Admittedly, I think in Fisher’s case, having been raised to it she was less interested than Hamill (at least that’s the read I get).
Peter Ostrum. I’m not sure I’ve got the name right; I mean the kid who played Charlie in the original Willy Wonka and the Chocolate Factory. As I recall, and without IMDb, that was his only film. He apparently decided he wasn’t interested in a film career and got a real job; did I read that he’s now a veterinarian?
One could probably make an argument for post-Home AloneMacaulay Culkin as well.
If you read it, you read correctly. Not a small-animal vet, either, but a James Herriott-style farm vet. They featured him in VH-1’s “100 Greatest Kid Stars” and he was also interviewed for the Journal of the American Veterinary Association.
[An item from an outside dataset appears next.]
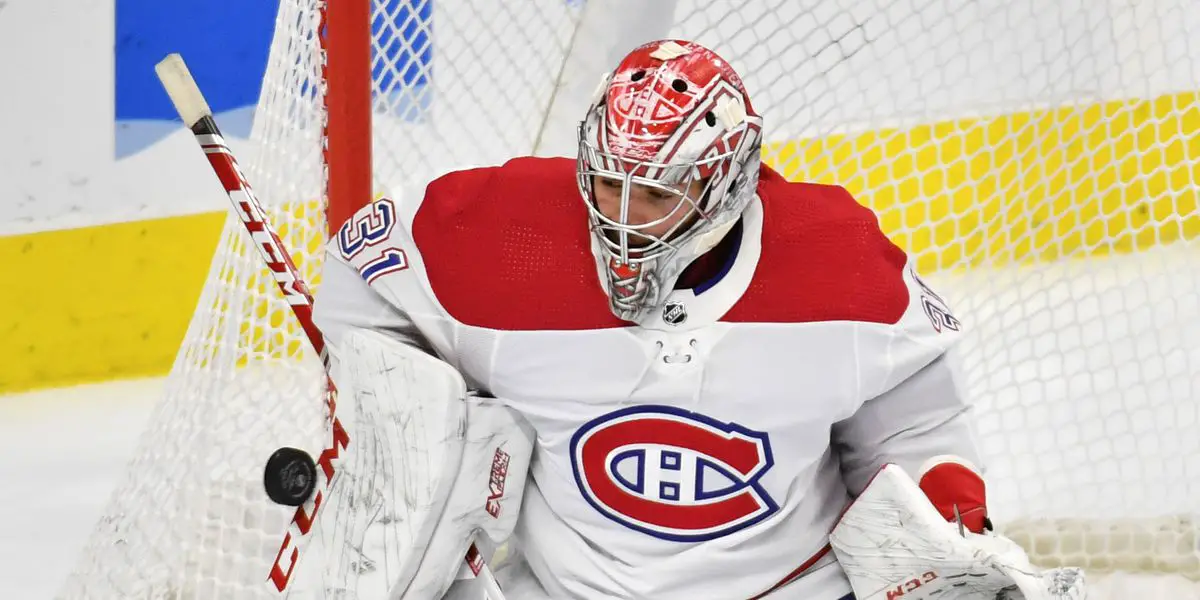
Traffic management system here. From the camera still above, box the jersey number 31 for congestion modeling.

Their careers aren’t over yet, but I wouldn’t say Oscar winners Marisa Tomei and Mira Sorvino have shot into superstardom yet.
And going back a few decades, look at Shirley Jones. Lead roles in three high-visibility musicals, an Academy Award for a dramatic role… and then, Shirley Partridge.
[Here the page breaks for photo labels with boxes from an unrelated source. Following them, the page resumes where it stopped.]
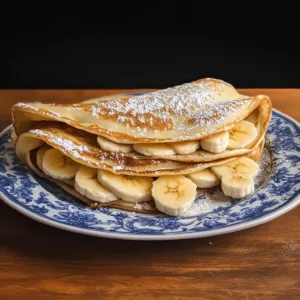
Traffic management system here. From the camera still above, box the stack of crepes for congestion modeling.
[12,78,272,216]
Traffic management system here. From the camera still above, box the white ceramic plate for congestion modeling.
[0,95,300,240]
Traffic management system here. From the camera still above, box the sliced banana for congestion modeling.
[97,136,132,153]
[98,170,153,203]
[200,131,229,153]
[221,173,254,199]
[211,156,259,179]
[133,143,176,156]
[227,121,257,150]
[172,141,200,154]
[74,166,118,203]
[36,145,51,170]
[186,168,221,189]
[42,149,80,181]
[152,175,197,216]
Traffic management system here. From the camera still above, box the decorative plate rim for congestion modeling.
[0,106,300,241]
Post-Bueller, Alan Ruck’s most famous work was probably as a regular on Spin City. He didn’t get top billing, obviously, but that show lasted for a pretty long time and was quite successful.
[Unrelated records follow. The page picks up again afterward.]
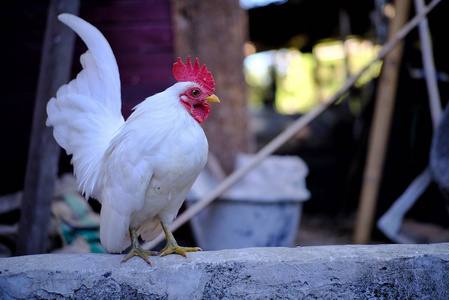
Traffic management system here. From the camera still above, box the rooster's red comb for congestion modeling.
[173,56,215,94]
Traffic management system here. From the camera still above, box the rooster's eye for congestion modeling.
[190,89,200,97]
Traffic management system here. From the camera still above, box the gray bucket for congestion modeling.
[187,154,310,250]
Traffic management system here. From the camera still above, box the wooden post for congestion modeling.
[143,0,441,249]
[171,0,253,173]
[354,0,410,244]
[16,0,79,255]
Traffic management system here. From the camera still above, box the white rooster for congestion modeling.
[47,14,219,264]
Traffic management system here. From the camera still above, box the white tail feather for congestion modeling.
[47,14,124,200]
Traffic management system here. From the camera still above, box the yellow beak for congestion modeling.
[204,94,220,103]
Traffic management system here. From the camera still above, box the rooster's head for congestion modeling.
[173,56,220,123]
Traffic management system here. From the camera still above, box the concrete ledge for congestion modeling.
[0,243,449,299]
Mia Sara…I just saw that name on a movie box today, but I can’t remember which one. I remember thinking I’d never heard the name before. This no-IMDBing rule is killing me!
Speaking of child actors, through one of those random web-surfing things I yesterday learned that the kid who played Michael Banks in “Mary Poppins” died from some mysterious illness he contracted in India at the age of 21. There were virtually no obituaries about it at the time, and the Disney company didn’t even know he was dead for years after the fact. On the other hand, I know he was in more than just “Mary Poppins,” so maybe he doesn’t count.
Does that mean they’re disqualified if they did, in fact, only make one movie? Renee Falconetti’s performance in “The Passion of Joan of Arc” has been called one of the greatest in history, but I believe it was her only screen role.
Paul Le Mat. Two lovely bits in American Grafitti and Melvin and Howard and then endless crap although he added a second Golden Globe for the TV movie The Burning Bed then back to oblivion.
He’ll always be **Pinto ** from Animal House to me. So at least he had 2 highlights in his career.
**Carrie Fisher ** was great in Blues Brothers, Under the Rainbow, Great small role in Jay and Silent Bob Strike back as a nun. The Tom Hanks movie Man with one Red Shoe and she wrote Postcards from the Edge. Oh, she was good in when Harry met Sally too. Not a terrible career. She may have been the second funniest character in Blues Brothers and that is high praise indeed from me.
(all from Memory only, so hopefully the titles are right).
**Diane Franklin ** had made a good start of a career with Last American Virgin and Better off Dead, what happened to her after this?
Deborah Foreman made and even better start with Valley Girl, My Chauffeur, Waxworks and April Fool’s day (dual road playing her own evil twin) and I never saw her again.